Это было чистой воды измышление. На самом деле немецкое руководство, в том числе и вожди социал-демократического большинства, хотело — разжигая страх перед распространением большевизма в Центральной Европе и предлагая активную защиту — достичь смягчения условий перемирия на переговорах с Антантой. Те, кто надеялся на большевистскую революцию в Германии после эйфории 9 ноября, вынуждены были в первый раз умерить свой пыл, когда независимые социал-демократы в берлинском «Совете народных представителей» никоим образом не поддержали предложение о немедленном восстановлении дипломатических отношений и о заключении союза с Советской Россией, а заняли выжидательную позицию.

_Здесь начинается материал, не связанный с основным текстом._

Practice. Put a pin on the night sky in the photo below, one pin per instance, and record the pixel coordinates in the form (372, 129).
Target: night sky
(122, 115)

Долгий разговор по телеграфу 14 ноября между Коном и Гаазе на одном конце провода и Радеком и Чичериным на другом «вполне прояснил» последним ситуацию. Как ни странно, Радек убедился, что в Берлине дела пошли не по желаемому пути, услыхав, что Гаазе отклонил предложение большевиков «прислать хлеб».

Это предложение, как справедливо расценил Гаазе, диктовалось совсем не филантропическими, а исключительно «реально-политическими» соображениями. Оно непосредственно примыкало (в этом и странность) к переговорам с кайзеровским правительством и Верховным командованием сухопутных войск о «дополнительных договорах» и секретном военном соглашении, заключенных в августе, когда большевистское руководство то и дело предлагало в ходе согласованной акции Красной армии и австро-германских оккупационных войск реквизировать новый урожай зерновых на Украине и в Донецкой губернии[105] и поделить добычу. Немецкую сторону не убедили заверения, что там «хлеба хватит на всех», и она отклонила эти предложения{502}.

вернуться

105

Строго говоря, в Донецко-Криворожской советской республике, провозглашенной в феврале 1918 г. и просуществовавшей до февраля 1919 г. В мае 1918 г. была оккупирована австрийскими и германскими войсками. Донецкая губерния в составе УССР создана в апреле 1920 г. — Прим. пер.